Zero Emission Affordable Housing Design: Palm City Transit Village
National Community Renaissance
Recipient
Rancho Cucamonga, CA
Recipient Location
29th
Senate District
50th
Assembly District
Active
Project Status
Project Update
National CORE and Studio E Architects, in collaboration with numerous technical professionals, completed the design of Palm City Transit Village – Building A in late 2025. The complete Building Submittal included over a dozen advanced technologies and measures that go beyond California's standard building energy requirements, aiming to reduce energy consumption, costs, and greenhouse gas emissions. Under the guidance of carbon strategists and architects at Atelier Ten, Studio E produced a Whole-Building Life Cycle Assessment, a critical piece to monitoring the success of this and future projects. The team at USC kicked-off formal research activities and finalized their Equity-Focused Analysis and Resident Engagement Plan. Arup continues to provide critical technical guidance to all project partners, and Momentum provides ongoing compliance and grant management support.
The Issue
California must simultaneously address a housing crisis and a climate crisis. Yet as developers and builders rush to add high-quality housing units, the adoption of high-energy efficiency design strategies, all-electric builds, and clean energy technology in multifamily housing has lagged. While the anticipated decarbonization benefits of these approaches are evident, a post-COVID economy with high material and labor costs, coupled with a lack of sector knowledge, has heightened a sense of risk for new approaches.
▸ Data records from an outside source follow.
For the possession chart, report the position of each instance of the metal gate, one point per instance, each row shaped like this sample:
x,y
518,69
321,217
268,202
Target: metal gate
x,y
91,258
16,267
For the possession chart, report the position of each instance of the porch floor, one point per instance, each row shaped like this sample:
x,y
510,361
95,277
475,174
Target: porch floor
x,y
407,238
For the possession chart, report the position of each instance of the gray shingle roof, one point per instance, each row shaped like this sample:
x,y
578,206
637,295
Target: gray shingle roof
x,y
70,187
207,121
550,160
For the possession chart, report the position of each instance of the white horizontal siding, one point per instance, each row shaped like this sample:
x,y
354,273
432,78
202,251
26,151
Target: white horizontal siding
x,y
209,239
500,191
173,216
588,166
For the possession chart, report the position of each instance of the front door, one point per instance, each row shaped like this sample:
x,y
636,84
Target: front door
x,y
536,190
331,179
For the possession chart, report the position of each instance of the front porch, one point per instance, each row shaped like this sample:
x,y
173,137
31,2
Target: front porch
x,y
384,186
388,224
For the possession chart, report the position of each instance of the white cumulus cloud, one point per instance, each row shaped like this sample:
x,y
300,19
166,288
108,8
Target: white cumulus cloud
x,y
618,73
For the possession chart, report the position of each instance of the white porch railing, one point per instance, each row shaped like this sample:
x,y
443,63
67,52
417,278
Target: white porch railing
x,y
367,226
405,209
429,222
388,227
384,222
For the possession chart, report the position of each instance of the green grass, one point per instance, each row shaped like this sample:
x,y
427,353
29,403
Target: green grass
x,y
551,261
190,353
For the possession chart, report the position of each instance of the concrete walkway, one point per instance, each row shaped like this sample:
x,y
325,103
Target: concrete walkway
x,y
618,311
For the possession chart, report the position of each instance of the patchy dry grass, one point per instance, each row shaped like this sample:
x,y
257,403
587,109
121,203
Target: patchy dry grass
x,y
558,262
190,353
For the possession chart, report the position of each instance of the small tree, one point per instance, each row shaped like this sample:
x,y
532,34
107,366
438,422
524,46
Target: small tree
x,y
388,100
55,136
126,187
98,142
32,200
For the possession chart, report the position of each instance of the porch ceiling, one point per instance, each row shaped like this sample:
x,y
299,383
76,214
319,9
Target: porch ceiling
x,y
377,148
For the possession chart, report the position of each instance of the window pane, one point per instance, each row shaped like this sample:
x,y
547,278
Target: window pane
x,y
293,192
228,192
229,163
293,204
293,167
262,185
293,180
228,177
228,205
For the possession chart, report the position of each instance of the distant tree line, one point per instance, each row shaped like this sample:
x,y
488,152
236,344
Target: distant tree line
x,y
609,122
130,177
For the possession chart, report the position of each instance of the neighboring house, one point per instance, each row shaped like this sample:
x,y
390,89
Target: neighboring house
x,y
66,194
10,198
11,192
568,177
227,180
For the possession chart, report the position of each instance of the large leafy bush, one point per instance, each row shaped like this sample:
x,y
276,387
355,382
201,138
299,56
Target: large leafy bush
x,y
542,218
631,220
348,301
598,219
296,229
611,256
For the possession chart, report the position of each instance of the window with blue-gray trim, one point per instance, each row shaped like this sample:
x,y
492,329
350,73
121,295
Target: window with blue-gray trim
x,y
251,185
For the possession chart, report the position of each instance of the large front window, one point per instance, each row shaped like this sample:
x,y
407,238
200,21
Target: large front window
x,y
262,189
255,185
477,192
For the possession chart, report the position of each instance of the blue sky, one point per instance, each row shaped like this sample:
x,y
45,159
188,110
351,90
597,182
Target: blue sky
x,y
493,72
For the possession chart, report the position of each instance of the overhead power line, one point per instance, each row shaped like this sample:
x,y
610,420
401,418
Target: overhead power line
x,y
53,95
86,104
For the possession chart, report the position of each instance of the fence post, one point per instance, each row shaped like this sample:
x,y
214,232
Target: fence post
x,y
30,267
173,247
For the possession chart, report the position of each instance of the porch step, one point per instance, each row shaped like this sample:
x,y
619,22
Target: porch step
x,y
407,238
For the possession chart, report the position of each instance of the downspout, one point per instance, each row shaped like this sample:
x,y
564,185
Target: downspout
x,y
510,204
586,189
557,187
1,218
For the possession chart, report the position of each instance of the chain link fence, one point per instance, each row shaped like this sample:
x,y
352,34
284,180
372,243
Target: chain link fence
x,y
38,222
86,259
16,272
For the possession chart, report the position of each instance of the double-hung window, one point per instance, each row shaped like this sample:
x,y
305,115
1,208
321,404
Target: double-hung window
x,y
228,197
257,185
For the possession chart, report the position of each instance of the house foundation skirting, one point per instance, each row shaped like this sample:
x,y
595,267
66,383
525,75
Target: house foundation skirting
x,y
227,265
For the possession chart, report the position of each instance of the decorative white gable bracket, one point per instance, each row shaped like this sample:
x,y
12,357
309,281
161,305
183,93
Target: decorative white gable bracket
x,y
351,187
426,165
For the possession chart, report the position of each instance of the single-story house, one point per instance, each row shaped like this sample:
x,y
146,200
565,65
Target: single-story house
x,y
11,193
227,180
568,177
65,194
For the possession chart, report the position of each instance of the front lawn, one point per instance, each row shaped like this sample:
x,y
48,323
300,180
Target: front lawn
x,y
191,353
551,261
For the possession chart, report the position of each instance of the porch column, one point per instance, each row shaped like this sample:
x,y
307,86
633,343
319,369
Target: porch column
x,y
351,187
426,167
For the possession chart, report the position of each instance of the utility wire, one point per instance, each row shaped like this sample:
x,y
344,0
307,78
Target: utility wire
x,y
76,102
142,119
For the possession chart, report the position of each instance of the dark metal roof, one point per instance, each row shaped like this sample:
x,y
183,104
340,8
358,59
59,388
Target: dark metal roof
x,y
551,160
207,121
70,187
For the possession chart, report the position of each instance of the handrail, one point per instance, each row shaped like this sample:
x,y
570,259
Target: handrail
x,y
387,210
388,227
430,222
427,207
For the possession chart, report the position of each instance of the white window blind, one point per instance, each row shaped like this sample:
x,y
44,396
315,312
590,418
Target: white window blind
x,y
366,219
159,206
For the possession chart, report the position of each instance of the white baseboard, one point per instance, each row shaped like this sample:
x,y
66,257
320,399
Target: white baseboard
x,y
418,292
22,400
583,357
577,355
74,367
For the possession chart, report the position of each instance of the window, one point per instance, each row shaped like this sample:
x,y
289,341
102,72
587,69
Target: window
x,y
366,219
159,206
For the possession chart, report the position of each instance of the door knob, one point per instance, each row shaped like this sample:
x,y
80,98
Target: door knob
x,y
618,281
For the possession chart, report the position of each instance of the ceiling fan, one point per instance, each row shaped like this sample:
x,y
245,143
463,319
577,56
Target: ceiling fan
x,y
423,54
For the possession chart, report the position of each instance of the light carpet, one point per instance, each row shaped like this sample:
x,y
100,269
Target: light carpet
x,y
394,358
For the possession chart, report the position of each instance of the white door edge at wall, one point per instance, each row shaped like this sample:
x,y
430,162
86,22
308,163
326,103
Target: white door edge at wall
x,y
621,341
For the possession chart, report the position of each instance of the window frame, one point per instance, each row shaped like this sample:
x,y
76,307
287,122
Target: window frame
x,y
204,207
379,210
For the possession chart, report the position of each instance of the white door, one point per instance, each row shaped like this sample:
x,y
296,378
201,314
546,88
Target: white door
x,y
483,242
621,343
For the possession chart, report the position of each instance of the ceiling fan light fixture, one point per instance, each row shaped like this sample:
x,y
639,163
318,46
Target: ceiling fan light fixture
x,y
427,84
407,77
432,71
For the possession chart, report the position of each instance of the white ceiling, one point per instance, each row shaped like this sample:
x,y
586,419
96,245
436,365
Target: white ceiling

These sensitivities are especially acute in affordable housing developments. Demonstration of successful projects and practical knowledge are needed to catalyze implementation at scale, and drive deep decarbonization in multifamily housing, ultimately fostering more sustainable and cost-effective housing across California.
Project Innovation
Palm City Transit Village will be a new, mixed-use, fully affordable, all-electric community in San Diego aimed at revolutionizing housing in the face of California's climate and housing challenges. Featuring 288 units, the project will integrate cutting-edge, low-carbon technologies and advanced materials to advance building decarbonization and accelerate progress in the state's housing sector. The project aims to establish and validate the cost-effectiveness of integrating advanced energy technologies within the standard design and engineering framework for a new-construction, multifamily housing development. This involves the practical application of high-efficiency design strategies and all-electric, grid-responsive technologies expected to replace conventional fossil-fuel dependent systems in affordable housing. The project will focus on the operational phase post-construction to confirm the anticipated cost an energy savings for both property management and residents, thus providing a robust case for the financial viability of such sustainable building practices. Project knowledge will be transferred to policy makers, academics, builders, developers, property managers, and other stakeholders advance lower costs, replicability, and a deeper understanding of building decarbonization address California’s parallel housing and climate crises. The team behind the Palm City Transit Village development boasts extensive combined experience building 100 percent affordable, all-electric, zero net energy mixed-use projects.
Project Goals
Project Benefits
The proposed design will make Palm City Transit Village carbon-free by utilizing cutting-edge energy technologies and design approaches, underpinned by comprehensive resident engagement. This building project will demonstrate scalable decarbonization strategies and model the future of housing in California.
Reliability
The project will result in the ratepayer benefits of greater electricity reliability, lower costs, and increased safety. PCTV will enhance reliability by being highly energy efficient, thus reducing load compared to a similar-sized building. It will utilize rooftop PV and energy storage to reduce grid energy usage, especially during peak periods, and ensure a minimum level of electricity access.
Safety
Residents will be safer thanks to an in-building microgrid with islanding capability, to offer emergency power during outages, resilience for when power is restored, and space conditioned areas of refuge during heat events. Because there is no on-site combustion of natural gas, interior air quality will be higher.
Affordability
Residents will enjoy lower direct energy costs thanks to high efficiency lighting, space conditioning, and appliances - especially demand-response based, load shifting water heating. Because the building is fully electric, residents will have no gas bill. High efficiency is of particular importance as San Diego County has the highest electricity rates in the continental US, and by far the highest in California.
Consumer Appeal
The project will lead to technological advancement and breakthroughs to overcome barriers to the achievement of California's statutory energy goals by demonstrating and validating cutting-edge clean energy technologies and design methodologies in a multifamily mixed-use development. The public interest investment will produce data on feasibility and cost-effectiveness, performance of high energy efficiency design, and all-electric infrastructure.